Em cada um dos 34 capítulos – todos curtos, vale destacar –, Anne Carson apresenta um determinado matiz do impulso erótico, desenvolvendo uma argumentação bastante sólida a respeito daquela ideia, exemplificada por excertos literários e filosóficos extraídos do que é canônico na cultura ocidental, apresentados inicialmente em suas línguas originais (boa parte deles advinda do grego clássico) e vertidos depois para o inglês (a partir dos quais a tradutora da presente edição, Julia Raiz, os verte para o português).

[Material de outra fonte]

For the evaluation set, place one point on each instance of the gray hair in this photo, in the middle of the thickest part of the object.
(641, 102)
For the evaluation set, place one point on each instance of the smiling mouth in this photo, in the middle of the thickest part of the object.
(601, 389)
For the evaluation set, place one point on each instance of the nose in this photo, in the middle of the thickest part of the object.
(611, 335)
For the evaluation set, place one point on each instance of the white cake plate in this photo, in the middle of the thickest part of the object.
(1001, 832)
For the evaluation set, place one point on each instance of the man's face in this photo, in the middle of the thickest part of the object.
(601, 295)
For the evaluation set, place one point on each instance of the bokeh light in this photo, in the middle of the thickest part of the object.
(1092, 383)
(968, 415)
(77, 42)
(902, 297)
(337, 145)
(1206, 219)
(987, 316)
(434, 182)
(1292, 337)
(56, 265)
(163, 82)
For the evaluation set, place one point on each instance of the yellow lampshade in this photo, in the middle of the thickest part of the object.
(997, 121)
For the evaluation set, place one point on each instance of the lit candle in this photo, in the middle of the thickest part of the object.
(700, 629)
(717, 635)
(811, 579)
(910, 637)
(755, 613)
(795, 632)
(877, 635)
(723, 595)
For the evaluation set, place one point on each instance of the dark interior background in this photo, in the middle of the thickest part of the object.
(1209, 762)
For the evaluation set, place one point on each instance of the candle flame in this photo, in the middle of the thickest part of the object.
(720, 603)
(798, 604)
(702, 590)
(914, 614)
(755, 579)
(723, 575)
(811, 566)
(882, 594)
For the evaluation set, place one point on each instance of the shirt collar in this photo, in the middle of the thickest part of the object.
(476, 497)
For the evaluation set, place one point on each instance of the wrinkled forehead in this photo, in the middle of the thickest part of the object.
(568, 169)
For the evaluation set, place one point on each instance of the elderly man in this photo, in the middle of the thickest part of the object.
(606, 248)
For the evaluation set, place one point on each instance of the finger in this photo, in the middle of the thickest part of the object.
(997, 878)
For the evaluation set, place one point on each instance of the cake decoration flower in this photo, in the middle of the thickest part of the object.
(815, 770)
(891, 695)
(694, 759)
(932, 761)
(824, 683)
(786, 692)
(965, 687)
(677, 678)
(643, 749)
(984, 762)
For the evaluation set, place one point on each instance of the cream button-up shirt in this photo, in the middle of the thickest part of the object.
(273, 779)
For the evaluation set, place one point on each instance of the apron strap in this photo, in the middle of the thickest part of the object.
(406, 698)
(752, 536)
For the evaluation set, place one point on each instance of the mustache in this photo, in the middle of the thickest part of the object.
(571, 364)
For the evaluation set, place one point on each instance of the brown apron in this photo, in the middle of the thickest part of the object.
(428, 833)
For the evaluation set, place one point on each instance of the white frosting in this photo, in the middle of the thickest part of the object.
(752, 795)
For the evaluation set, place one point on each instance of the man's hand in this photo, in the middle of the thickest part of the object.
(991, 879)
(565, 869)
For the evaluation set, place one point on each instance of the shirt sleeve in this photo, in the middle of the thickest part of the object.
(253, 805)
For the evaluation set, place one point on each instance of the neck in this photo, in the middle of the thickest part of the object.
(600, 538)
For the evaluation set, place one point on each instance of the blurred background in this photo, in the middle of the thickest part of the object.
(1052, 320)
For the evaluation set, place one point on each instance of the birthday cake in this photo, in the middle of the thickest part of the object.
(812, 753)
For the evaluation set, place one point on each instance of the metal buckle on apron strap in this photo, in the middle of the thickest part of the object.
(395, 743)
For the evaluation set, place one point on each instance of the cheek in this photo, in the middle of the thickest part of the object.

No exíguo prefácio, a autora, a propósito da evocação de um texto curto de Kafka, “O pião”, estabelece uma surpreendente, porque elíptica, relação entre metáfora, prazer e entendimento, cujos fios entrelaçados irão atravessar o ensaio de ponta a ponta. O doce-amargo do amor é a pura expressão da contradição e do paradoxo: o prazer e a dor. “… eros imprime o mesmo fato contraditório: amor e ódio convergem no desejo erótico”. Por quê? – pergunta-se a autora, apresentando a resposta já no início do capítulo seguinte:

A palavra grega eros denota “querer”, “falta”, “desejo” pelo que não está lá. Quem ama quer o que não tem. É, por definição, impossível para o amante ter o que deseja se, assim que ele tem, não quer mais.

Tal acepção convida Anne Carson, nesse momento, a passear pela filosofia de Simone Weil, pela poesia de Petrarca e de Emily Dickinson e pela psicanálise de Jacques Lacan para retornar, ao fim do percurso, a mais um fragmento de Safo, a poeta de cuja obra emanam os principais questionamentos da ensaísta e para a qual eles acabam por retornar.

A recuperação do itinerário que conduz ao nascimento do “eu” é um dos momentos mais emblemáticos do livro, quando Carson compatibiliza as contribuições da psicanálise com as da poesia para ampliar o entendimento do que seja a experiência erótica.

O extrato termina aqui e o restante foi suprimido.